Kawasan Pecinan Nagoya, Jodoh, Kota Batam, dipadati ribuan warga pada perayaan malam Tahun Baru Imlek 2577 Kongzili, Senin (16/2/2026). Perayaan tahun ini tidak hanya menghadirkan kemeriahan budaya, tetapi juga menjadi momentum strategis bagi masa depan kota industri tersebut, dengan kehadiran sejumlah pejabat tinggi negara.
Menteri Koordinator Infrastruktur dan Pembangunan Kewilayahan, Agus Harimurti Yudhoyono (AHY), serta Menteri Transmigrasi, Muhammad Iftitah Sulaiman Suryanagara, turut hadir mempertegas posisi Batam sebagai prioritas nasional. Dalam sambutannya, AHY memuji harmoni sosial di Batam yang menurutnya menjadi modal utama dalam menarik investor global.
“Ini spesial sekali. Pertama kali saya turut merayakan Tahun Baru Imlek di Batam. Kekuatan Batam sebagai kawasan perdagangan bebas harus ditopang stabilitas sosial dan kolaborasi lintas sektor,” ujar AHY di hadapan masyarakat Batam.
Capaian Investasi dan Pertumbuhan Ekonomi Batam
Wali Kota Batam sekaligus Kepala BP Batam, Amsakar Achmad, menyampaikan bahwa capaian ekonomi Batam terus menunjukkan tren positif di tahun 2026. Pertumbuhan ekonomi tercatat meningkat dari 6,6 persen menjadi 6,89 persen.
| Indikator | Data 2026 |
|---|---|
| Pertumbuhan Ekonomi | 6,89% |
| Realisasi Investasi | Rp69,3 Triliun |
| Persentase Target Nasional | 115,5% |
Amsakar menekankan bahwa angka realisasi investasi senilai Rp69,3 triliun tersebut menjadi indikator kuat bahwa Batam tetap menjadi magnet investasi di Asia Tenggara, meski di tengah tantangan ekonomi global.

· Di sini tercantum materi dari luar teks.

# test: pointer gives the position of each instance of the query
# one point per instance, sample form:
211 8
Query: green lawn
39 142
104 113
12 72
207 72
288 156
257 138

Komitmen Perbaikan Infrastruktur Dasar
Namun, di balik gemilangnya angka investasi, Amsakar mengakui adanya tantangan dalam penyediaan layanan dasar, khususnya krisis air bersih. Ia menegaskan bahwa percepatan pembenahan infrastruktur air menjadi prioritas utama pemerintah daerah tahun ini agar kualitas hidup masyarakat sejalan dengan pertumbuhan ekonomi.
Didampingi Wakil Wali Kota Li Claudia Chandra, Amsakar menutup sambutannya dengan optimisme bahwa Tahun Kuda Api akan membawa semangat baru bagi pembangunan Batam yang lebih inklusif dan kompetitif. Perayaan Imlek di Nagoya malam itu pun ditutup dengan pesta kembang api yang megah, menyimbolkan harapan Batam sebagai kota toleran yang terus bergerak menuju pusat pertumbuhan ekonomi baru di Indonesia.